Published: July 25, 2013
Two national experts in military law warn that a recent move by Fort Carson to cover rape cases with a cloak of secrecy raises red flags.
In recent weeks, Fort Carson has refused to release documents charging soldiers with rape and sexual assault, most recently in the case of Spc. Alexander Aguilar. The change came without explanation and reverses more than a decade of routine release of similar documents. Charge sheets are the formal document that accuses a soldier of a crime and specifies what they allegedly did in violation of the Uniform Code of Military Justice.
Hiding those charge sheets from public view damages the reputation of the military's court system, said Eugene Fidell, the president emeritus of the National Institute of Military Justice who now teaches military law at Yale University.
"The normal reaction by modern American observers is that somebody is trying to hide something," Fidell said. "Why would you do that?"
Fidell contends that as court documents, the charge sheets must legally be released.
An Army spokesman at the Pentagon, Lt. Col. Justin Platt, said the Army has no standard on the release of charge sheets in courts-martial.
"That's always been up to the commander," he said.
Fort Carson, asked about its reasons for secrecy, didn't respond Thursday.
Many commanders lean toward secrecy, even while that secrecy harms the defendant's right to a public trial and the public's right to observe courts, said Victor Hansen, associate dean of the New England School of Law in Boston and a former Army lawyer.
"It's baffling to me why the military continues to act like these things are secretive and are not subject to public scrutiny," Hansen said.
The military has faced Congressional scrutiny and public scandal over a rise in sexual assaults in the ranks. A Pentagon report estimated that as many as 26,000 troops were sexually assaulted in 2012.
The increase in sexual assaults and concerns over how the military has handled sexual assault cases has driven a push to take authority away from commanders who oversee the military's justice system.
In June, a House committee approved proposed changes to military law, which would increase penalties for rape and take away a commander's authority to dismiss court-martial verdicts in sexual assault cases.
Last week, Fort Carson Spc. Blake Hart was sentenced to 16 months behind bars and a bad conduct discharge for "indecent liberties with a child." The post hasn't released the charge sheet in that case, despite repeated requests.
Aguilar is accused of violating the military's sexual assault laws and is awaiting trial. The military won't release details on the case.
Now a new wave of sex crime investigations are underway at Fort Carson.
Post officials on Wednesday confirmed that "several" soldiers were under investigation for sexual misconduct with girls. The post declined to release details on when, where or how the incidents took place. The Army also wouldn't say how many soldiers or underage females were involved in the case.
The Colorado Springs Police Department confirmed it is investigating a case involving a soldier accused of sexually assaulting a teenage girl.
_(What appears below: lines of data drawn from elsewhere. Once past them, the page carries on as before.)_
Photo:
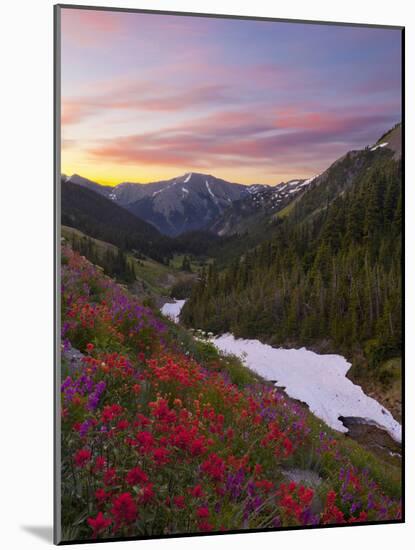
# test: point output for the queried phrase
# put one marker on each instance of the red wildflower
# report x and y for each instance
(124, 509)
(110, 412)
(101, 496)
(136, 476)
(197, 491)
(202, 512)
(82, 457)
(145, 440)
(179, 502)
(110, 476)
(161, 456)
(98, 524)
(146, 493)
(99, 463)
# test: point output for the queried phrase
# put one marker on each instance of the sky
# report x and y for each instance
(148, 97)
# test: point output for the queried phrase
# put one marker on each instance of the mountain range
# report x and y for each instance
(195, 201)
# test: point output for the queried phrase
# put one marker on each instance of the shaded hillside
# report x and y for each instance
(99, 217)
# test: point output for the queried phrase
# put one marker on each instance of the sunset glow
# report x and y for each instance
(148, 97)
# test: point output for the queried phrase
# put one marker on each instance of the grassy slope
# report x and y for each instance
(340, 451)
(156, 279)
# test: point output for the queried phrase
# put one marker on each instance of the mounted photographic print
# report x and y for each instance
(228, 274)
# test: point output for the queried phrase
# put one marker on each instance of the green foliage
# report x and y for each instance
(330, 272)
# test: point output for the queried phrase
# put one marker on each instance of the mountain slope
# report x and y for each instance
(257, 207)
(187, 203)
(330, 271)
(99, 217)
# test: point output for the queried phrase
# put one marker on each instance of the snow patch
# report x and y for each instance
(172, 311)
(307, 182)
(318, 380)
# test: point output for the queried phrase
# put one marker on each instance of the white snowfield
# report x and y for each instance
(380, 145)
(172, 311)
(318, 380)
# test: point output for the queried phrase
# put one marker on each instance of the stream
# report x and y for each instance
(317, 380)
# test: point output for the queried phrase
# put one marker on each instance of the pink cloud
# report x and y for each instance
(89, 27)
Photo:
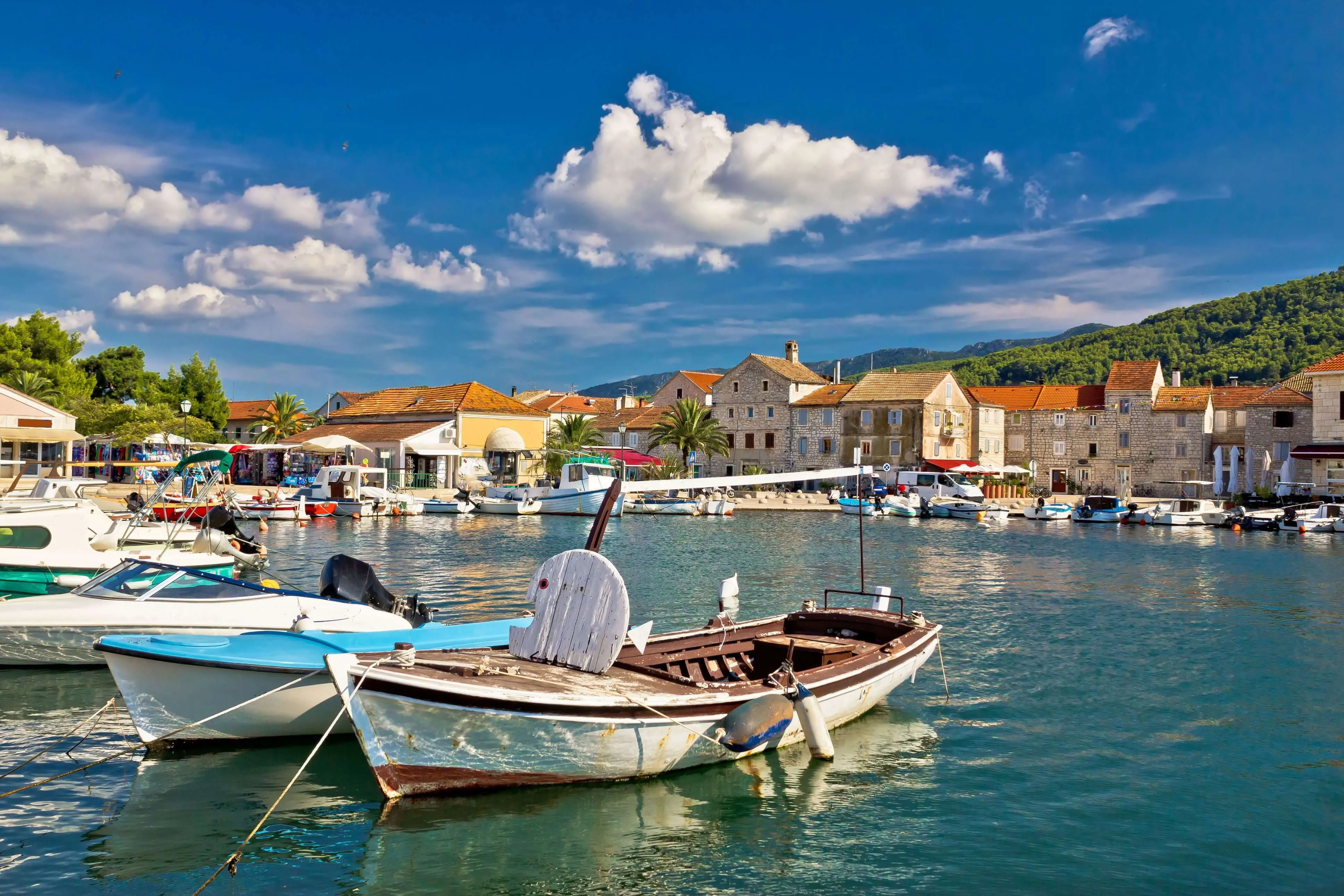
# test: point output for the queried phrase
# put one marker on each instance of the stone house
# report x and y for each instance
(752, 402)
(1326, 450)
(906, 420)
(815, 434)
(697, 385)
(1276, 422)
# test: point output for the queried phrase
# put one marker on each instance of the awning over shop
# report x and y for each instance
(1323, 450)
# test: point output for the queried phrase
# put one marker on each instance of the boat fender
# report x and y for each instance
(814, 723)
(756, 722)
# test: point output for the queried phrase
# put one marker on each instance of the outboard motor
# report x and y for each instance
(345, 578)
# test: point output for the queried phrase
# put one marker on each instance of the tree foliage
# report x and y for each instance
(1261, 338)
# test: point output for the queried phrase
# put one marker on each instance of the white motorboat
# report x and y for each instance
(1101, 508)
(1319, 519)
(506, 507)
(1180, 512)
(1044, 511)
(50, 547)
(584, 484)
(146, 597)
(455, 506)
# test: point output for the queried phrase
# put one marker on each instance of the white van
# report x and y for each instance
(929, 486)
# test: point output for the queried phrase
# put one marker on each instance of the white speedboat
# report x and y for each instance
(1319, 519)
(506, 507)
(584, 484)
(1044, 511)
(1101, 508)
(146, 597)
(1180, 512)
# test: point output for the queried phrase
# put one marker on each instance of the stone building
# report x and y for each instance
(752, 402)
(906, 420)
(1277, 421)
(697, 385)
(816, 429)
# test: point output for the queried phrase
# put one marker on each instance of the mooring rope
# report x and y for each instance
(232, 863)
(130, 750)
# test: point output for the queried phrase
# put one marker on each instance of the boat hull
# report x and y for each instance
(421, 746)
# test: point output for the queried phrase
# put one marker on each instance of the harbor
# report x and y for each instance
(1057, 757)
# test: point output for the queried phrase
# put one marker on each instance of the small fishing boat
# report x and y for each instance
(579, 696)
(1101, 508)
(455, 506)
(168, 683)
(1044, 511)
(1319, 519)
(506, 507)
(147, 597)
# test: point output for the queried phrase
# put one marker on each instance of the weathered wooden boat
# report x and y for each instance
(574, 699)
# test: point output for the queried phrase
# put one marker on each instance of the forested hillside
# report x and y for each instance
(1261, 338)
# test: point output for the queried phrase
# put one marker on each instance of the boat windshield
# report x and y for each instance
(144, 581)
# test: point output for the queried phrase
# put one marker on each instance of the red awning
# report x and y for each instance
(1327, 450)
(631, 457)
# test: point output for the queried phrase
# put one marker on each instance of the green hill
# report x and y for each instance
(1260, 338)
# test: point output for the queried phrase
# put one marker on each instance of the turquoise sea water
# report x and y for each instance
(1134, 710)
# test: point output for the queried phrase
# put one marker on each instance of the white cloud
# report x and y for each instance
(1035, 198)
(715, 260)
(1108, 33)
(193, 300)
(701, 184)
(995, 163)
(443, 275)
(320, 272)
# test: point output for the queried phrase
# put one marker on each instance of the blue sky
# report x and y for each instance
(332, 197)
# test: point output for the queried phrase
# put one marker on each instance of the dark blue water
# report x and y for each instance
(1134, 710)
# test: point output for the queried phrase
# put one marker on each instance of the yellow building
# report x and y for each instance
(436, 437)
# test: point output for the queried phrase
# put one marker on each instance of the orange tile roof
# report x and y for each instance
(1334, 363)
(437, 399)
(1183, 398)
(703, 381)
(826, 396)
(1132, 375)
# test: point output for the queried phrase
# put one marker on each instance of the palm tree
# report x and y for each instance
(689, 428)
(288, 414)
(33, 385)
(569, 434)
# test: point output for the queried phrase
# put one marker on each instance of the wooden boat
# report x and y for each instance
(615, 708)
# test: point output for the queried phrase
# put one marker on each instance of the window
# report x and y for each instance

The Army's Criminal Investigation Command confirmed it's involved in the investigation but also refused to release details.
Fidell said he's concerned about how the Fort Carson is maintaining secrecy long after investigations are complete and cases are headed to trial. He contends that courts-martial should be held to the same standards of openness as other federal courts, which routinely release documents in cases.
"I think it's a self-inflicted wound on the part of the military," he said.
Hansen said that the military justice system is generally fair and effective. But secrecy, especially in sexual assault cases, creates the impression that the military justice system has something to hide, he said.
"The default position the military takes of circling the wagons and not disclosing anything doesn't make sense," Hansen said.